How I create a Sankey Diagram in plotly using python.
- Go to plotly and look at the examples there and realize that I’m still lost.
- Go find another example or tutorial in the public domain using a search.
- Realize that all of them are to vague and don’t describe any inner workings or assume you know something that you clearly do not.
- Go to stack exchange and piece meal learn how to do the task
- Write a tutorial that explains the process, start to finish.
First and Foremost!
What’s the question… Is the Sankey the best case for it? What is a Sankey chart anyways? Go here to learn more about Sankey Charts.

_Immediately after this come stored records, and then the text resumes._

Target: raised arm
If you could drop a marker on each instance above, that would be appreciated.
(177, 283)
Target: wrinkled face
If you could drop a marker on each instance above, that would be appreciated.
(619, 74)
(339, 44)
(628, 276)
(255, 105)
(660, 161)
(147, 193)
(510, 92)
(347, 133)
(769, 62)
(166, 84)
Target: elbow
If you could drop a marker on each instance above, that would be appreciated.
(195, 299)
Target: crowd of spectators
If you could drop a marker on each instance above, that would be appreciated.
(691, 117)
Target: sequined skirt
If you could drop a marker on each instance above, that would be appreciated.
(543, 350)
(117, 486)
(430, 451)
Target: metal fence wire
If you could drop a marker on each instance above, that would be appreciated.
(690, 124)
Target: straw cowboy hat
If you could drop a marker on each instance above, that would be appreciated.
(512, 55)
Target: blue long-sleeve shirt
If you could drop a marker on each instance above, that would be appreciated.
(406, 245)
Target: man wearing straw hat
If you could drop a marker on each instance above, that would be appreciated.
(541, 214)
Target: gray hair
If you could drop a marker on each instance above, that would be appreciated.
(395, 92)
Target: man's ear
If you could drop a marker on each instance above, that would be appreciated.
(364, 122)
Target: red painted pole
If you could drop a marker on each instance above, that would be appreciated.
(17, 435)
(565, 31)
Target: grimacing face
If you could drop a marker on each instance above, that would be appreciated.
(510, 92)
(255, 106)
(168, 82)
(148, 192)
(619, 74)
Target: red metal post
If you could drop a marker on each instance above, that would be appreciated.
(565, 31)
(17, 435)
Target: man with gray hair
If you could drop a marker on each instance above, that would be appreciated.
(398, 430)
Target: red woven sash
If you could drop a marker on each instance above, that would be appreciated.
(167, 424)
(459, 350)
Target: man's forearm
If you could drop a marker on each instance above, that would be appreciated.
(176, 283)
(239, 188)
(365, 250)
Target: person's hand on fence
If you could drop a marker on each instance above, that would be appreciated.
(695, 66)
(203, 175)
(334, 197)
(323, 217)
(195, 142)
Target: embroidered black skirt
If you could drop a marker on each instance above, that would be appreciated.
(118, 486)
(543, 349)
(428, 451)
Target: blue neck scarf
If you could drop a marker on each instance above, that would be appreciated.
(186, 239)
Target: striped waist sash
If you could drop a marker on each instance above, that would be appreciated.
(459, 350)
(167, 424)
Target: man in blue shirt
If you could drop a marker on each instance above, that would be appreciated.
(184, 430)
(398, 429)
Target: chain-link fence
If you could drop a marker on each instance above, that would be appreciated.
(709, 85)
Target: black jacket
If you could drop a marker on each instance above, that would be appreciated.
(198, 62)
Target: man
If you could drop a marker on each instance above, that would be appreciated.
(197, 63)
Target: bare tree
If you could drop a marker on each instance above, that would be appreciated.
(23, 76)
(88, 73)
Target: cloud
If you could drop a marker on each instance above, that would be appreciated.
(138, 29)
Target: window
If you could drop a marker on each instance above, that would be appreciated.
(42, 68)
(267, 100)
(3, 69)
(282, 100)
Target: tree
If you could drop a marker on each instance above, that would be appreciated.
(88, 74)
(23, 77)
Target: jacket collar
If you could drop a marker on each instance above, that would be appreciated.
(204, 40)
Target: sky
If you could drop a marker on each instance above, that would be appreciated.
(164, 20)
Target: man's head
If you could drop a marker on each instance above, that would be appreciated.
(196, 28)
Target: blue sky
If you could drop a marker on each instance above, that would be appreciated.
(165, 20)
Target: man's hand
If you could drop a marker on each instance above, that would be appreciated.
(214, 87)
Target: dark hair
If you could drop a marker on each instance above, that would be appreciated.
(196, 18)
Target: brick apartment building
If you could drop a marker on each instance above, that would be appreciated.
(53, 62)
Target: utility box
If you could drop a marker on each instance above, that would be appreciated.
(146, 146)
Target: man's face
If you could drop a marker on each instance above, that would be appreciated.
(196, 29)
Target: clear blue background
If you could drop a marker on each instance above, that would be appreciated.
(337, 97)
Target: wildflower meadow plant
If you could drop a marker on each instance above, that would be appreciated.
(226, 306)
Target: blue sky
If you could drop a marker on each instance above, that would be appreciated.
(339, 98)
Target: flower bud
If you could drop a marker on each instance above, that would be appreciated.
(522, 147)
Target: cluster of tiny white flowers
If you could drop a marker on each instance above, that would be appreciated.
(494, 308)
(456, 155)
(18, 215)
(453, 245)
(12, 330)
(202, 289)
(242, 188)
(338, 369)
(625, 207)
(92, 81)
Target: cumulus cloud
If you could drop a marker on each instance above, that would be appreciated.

Best use cases for a Sankey diagram:
- You have a flow process that you want to present in a simple manner.
- You have data you want to show proportionally in a way that doesn’t involve showing hard numbers.
- You have a supervisor who just really likes overly complicated and colorful graphs that are impossible to read (what happens when it is used poorly).
My question is “How many of my department’s cases are legit and how many are dismissed?” So, it has a direction where cases move into a status of some sort. Also it has more than one starting point. For this article, I’m just going to cover the basics of the Sankey.
Now, can you use Sankey if you have only one starting point? Sure, when you have 2 or three steps, it can be a really good way to show how things move into and out various stages. But when you have one starting step and only one step out, you’ve just made a pie chart. Sankey charts are great for non-technical audiences interested in big pictures and process flows.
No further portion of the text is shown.